Hello everyone! This morning I had a lovely walk to church, as my passenger was not coming today. It was a bracing chilly morning with some sunshine, which has become more wintry showers this afternoon. The minister talked with the children about the building of Big Ben 150 years ago this May; he even had a painting of it on display. He described how reliable the clock was being wound three times a week, apart from some blips such as when some starlings slowed the clock down as they rested on the second hand! However he was keen to explain about the chimes of Big Ben being based on one of the songs from the Messiah. We sang together these words to the tune of the chimes:
‘All through this hour
Lord be my Guide
That by Thy Power
No foot shall slide.’
Those words say exactly how we need Jesus as our guide every hour as we face the challenges of life. We sang as the opening hymn, ‘Ye Holy angels bright’, which always takes me back to my time at St Peter’s Junior school. We also sang ‘May the mind of Christ my Saviour’ which also shows us how important our walk is with our Lord. The theme of the sermon was denying yourself, taking up your cross and following Jesus. He used two stories to illustrate his point. The first was of Clare in AD 1200, a wealthy young lady, who slipped away in the night from her castle home with her aunt as a chaperone, to see St Francis at his monastery, where she dedicated herself to Christ in a life of service and poverty in a nunnery initially nearby until she found a building, where she could establish her own order of nuns. Her father furious to find she had left sent soldiers to bring her back by force, but when she turned and told them that she had dedicated her life in service to Christ, they were so impressed that they returned empty handed. She stayed the rest of her life at the same nunnery but her wisdom and prayers brought people far and wide to consult with her there. She denied herself the opportunity of living in luxury in the castle or palace, the chance of marriage and children to serve Christ and others through him.
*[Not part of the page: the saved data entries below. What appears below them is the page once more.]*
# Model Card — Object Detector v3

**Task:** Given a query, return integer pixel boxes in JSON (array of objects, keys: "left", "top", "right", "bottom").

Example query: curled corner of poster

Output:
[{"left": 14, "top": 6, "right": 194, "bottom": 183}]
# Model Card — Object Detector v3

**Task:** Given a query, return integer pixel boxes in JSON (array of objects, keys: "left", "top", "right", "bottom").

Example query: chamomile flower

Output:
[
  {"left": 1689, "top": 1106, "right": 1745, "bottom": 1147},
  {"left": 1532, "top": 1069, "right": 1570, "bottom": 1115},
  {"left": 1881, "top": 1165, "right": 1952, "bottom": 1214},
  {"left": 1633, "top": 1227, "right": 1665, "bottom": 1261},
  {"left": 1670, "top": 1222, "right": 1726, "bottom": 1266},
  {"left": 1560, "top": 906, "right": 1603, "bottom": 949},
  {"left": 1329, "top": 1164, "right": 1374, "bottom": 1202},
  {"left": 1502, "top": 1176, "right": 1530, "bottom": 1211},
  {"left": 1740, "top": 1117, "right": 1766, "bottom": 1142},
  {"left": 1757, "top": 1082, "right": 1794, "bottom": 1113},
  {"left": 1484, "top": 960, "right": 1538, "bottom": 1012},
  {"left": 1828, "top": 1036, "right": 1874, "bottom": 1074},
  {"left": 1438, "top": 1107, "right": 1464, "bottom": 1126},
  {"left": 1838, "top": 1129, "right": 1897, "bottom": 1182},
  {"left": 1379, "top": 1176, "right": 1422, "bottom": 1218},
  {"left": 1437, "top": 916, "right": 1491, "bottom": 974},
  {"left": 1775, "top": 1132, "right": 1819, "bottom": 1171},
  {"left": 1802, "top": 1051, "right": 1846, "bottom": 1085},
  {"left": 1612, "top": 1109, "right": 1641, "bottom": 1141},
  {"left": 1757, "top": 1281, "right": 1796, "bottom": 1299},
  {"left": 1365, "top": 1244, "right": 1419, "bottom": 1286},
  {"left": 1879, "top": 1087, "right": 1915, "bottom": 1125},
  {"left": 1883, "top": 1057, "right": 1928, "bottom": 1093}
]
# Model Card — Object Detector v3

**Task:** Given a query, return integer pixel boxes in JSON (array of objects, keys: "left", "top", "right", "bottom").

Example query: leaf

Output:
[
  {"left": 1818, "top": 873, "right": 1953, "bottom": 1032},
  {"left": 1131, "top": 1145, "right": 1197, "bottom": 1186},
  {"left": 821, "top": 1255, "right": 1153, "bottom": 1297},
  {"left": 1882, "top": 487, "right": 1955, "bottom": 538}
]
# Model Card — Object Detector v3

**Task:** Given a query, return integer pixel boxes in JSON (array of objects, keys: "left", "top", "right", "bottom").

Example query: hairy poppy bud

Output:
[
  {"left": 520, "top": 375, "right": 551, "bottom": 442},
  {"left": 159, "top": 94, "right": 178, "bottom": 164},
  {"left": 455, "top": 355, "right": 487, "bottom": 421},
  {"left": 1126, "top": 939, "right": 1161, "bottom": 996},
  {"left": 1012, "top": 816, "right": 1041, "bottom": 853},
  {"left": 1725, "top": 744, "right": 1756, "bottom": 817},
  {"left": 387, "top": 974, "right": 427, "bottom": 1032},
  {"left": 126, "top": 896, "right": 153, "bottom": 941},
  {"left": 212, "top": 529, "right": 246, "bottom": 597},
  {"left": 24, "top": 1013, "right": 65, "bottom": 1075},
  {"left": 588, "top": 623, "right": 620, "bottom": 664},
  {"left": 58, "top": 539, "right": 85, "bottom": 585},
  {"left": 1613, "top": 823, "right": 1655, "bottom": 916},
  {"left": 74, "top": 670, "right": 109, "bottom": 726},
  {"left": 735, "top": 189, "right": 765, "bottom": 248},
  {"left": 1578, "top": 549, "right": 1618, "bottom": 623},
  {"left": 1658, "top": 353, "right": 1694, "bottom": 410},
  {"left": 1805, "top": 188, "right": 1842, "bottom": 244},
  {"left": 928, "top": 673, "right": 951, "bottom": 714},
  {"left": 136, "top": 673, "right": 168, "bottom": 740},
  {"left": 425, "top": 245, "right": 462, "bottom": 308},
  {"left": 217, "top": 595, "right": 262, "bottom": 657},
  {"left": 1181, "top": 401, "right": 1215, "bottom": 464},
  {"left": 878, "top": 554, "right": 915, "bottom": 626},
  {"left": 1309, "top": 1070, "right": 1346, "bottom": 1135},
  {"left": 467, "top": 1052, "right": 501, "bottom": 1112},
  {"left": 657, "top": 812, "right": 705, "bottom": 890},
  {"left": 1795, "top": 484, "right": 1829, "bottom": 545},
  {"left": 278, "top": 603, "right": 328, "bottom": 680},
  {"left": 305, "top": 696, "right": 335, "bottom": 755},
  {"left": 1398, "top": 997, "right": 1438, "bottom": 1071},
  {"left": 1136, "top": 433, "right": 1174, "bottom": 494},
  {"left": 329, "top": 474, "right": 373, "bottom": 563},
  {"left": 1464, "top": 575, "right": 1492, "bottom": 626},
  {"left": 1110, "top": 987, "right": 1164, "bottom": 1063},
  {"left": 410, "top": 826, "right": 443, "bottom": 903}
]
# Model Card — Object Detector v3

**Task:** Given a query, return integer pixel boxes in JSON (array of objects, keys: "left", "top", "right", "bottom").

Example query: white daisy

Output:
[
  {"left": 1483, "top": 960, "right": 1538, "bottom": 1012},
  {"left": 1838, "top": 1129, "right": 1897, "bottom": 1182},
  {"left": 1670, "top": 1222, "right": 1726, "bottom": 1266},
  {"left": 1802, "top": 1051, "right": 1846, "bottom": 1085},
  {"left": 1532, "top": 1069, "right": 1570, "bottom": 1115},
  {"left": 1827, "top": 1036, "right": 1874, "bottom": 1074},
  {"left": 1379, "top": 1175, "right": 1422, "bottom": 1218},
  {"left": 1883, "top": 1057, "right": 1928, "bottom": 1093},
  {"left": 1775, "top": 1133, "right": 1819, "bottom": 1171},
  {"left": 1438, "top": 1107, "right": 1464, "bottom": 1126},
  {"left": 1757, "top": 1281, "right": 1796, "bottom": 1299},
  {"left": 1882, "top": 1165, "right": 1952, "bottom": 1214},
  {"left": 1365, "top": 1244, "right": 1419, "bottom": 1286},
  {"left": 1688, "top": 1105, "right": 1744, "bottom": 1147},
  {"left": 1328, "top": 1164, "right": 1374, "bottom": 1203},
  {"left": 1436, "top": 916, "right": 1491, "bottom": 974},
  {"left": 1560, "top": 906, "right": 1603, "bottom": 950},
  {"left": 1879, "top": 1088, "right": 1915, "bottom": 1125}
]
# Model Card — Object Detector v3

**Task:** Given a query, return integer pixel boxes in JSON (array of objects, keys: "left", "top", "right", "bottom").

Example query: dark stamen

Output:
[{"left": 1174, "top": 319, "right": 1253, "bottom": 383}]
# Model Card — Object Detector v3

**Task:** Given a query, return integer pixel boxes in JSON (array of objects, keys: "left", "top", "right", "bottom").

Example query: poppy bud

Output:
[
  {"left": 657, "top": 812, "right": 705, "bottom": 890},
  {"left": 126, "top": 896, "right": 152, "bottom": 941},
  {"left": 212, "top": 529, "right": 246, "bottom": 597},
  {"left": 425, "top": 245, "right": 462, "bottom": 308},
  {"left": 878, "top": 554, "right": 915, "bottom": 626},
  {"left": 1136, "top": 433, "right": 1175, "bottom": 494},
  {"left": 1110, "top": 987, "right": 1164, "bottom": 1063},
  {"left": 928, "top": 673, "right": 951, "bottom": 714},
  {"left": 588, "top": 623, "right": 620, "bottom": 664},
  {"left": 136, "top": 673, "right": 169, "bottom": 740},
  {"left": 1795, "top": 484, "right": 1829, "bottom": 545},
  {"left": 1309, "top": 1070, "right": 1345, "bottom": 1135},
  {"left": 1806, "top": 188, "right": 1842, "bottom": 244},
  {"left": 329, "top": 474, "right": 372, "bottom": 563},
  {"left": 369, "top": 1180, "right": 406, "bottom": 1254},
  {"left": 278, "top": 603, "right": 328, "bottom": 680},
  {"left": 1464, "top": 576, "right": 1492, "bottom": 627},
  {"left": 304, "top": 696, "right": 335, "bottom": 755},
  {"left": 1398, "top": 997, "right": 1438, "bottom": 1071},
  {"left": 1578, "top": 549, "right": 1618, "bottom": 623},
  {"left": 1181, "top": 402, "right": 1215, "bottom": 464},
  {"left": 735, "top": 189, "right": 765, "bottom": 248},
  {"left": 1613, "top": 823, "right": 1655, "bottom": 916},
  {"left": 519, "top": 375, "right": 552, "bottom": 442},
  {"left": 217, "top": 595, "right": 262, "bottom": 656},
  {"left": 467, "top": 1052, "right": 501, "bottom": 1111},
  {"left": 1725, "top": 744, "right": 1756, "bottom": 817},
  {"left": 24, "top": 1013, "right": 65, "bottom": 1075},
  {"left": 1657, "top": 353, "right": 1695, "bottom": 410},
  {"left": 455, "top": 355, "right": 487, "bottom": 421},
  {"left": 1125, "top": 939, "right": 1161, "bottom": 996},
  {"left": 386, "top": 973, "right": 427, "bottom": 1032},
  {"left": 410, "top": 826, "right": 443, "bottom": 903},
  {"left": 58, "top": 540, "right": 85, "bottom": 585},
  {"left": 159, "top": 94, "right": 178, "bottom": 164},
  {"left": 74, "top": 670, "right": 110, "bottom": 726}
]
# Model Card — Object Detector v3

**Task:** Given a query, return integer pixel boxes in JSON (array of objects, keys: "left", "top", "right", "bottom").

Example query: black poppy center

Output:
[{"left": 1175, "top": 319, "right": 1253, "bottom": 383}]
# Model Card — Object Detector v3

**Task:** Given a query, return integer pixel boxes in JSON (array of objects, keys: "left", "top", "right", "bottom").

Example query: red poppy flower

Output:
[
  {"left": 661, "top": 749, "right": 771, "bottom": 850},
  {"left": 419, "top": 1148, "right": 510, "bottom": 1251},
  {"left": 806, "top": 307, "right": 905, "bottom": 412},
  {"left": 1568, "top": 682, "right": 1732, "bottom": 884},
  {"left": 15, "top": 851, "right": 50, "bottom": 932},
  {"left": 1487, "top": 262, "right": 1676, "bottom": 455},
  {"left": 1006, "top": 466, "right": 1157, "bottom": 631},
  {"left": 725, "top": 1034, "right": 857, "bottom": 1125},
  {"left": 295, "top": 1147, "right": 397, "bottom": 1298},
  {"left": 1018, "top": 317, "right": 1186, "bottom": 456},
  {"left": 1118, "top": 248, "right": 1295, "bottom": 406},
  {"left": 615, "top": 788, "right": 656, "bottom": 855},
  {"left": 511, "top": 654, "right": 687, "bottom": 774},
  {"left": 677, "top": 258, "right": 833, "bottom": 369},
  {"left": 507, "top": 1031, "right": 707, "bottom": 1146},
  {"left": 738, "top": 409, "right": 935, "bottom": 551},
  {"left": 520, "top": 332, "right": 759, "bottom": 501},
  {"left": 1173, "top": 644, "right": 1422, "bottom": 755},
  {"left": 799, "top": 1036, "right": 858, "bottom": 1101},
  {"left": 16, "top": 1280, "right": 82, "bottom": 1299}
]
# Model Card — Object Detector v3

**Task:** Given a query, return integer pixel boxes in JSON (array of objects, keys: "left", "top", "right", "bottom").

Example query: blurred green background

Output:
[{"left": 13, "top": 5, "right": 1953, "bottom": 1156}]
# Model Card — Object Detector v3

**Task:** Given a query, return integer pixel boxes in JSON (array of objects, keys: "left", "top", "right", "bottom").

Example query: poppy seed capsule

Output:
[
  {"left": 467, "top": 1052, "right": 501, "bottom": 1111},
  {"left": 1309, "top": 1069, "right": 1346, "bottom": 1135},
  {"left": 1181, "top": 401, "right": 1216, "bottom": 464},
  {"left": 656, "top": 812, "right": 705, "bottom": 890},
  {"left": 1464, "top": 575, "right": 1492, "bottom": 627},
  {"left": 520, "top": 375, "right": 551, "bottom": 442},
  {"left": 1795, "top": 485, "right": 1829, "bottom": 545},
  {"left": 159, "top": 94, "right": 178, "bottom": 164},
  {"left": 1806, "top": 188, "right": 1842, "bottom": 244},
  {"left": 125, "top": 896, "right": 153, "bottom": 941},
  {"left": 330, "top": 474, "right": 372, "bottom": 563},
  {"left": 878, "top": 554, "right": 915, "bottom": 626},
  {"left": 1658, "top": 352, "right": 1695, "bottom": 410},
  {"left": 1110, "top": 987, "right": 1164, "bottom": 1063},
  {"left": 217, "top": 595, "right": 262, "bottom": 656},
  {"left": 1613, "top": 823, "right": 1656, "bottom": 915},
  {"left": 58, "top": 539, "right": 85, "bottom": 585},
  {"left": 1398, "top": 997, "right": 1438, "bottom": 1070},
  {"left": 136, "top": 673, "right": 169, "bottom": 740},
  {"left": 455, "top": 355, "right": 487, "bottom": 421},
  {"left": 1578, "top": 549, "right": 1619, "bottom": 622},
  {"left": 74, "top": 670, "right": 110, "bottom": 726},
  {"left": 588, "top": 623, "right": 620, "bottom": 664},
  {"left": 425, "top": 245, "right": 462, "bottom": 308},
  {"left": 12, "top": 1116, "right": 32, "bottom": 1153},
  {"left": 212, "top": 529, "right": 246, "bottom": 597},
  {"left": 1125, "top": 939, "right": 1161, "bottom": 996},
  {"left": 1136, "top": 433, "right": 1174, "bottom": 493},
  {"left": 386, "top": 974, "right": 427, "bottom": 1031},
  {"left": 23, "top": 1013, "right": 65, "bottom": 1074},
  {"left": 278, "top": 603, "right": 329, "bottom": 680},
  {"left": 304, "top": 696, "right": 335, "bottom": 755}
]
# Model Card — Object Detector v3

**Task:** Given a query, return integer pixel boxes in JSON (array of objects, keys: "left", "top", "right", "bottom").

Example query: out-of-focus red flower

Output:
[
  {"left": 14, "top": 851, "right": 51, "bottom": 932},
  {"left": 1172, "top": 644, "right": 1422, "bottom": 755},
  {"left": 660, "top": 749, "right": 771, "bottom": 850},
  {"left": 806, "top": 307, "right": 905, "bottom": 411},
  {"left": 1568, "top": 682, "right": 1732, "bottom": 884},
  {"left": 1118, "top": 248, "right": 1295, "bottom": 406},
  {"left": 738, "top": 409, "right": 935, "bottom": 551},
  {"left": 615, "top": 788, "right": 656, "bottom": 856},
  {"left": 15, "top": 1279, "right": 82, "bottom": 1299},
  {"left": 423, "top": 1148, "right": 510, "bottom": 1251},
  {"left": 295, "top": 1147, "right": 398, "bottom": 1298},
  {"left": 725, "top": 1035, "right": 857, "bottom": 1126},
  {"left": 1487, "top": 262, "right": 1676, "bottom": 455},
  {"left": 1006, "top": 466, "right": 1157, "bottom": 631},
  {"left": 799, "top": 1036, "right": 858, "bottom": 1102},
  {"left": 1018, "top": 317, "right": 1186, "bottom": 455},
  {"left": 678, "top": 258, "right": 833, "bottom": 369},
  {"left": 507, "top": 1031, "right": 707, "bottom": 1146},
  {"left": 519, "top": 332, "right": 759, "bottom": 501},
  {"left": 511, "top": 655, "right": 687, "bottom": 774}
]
The second story was more contemporary about a young man called Sam, who had a ministry of taking Christian films round the 84 islands on Lake Victoria in Uganda to give everyone an opportunity of meeting with Jesus. He has to battle treacherous conditions on the lake and much opposition too, but he is determined to share the love of Jesus with those who have not yet met him. He too as a young Christian could have had a less demanding life, but he gave up ease and comfort to reach those who needed Jesus love. He had become a Christian and wanted to give others the same opportunities he had had. I think these stories are an encouragement to us, but not everyone is called to such a life. However all who know and love Jesus want others to know his accepting love and forgiveness, so that they might have life in all its fullness.
The final hymn was one of father’s favourites, ‘Let all the world in every corner sing’, and I sang it with joy remembering father’s love of it. It was a challenging and joyful service.
When I returned home I went into the garden for about half an hour to chop up some branches, which had been cut from one of our apple trees earlier and chopped and neatened the shrubs, filling up our garden bin. I would have done more after lunch, but the weather deteriorated into heavy wintry showers, so I decided not to do any more this afternoon. It is good to relax with my beloved this afternoon. He is still struggling and has had to go for another cigarette. I have as yet not had anything I have been told to give up and I am therefore much more fortunate than he is. I do wish I could make life easier for him, as he is very understanding and helpful to me. May God give him comfort and strength at this difficult time; he knows it is not good to smoke but he does find it hard to resist now. This is the day that the Lord has made and I rejoice and am glad in it.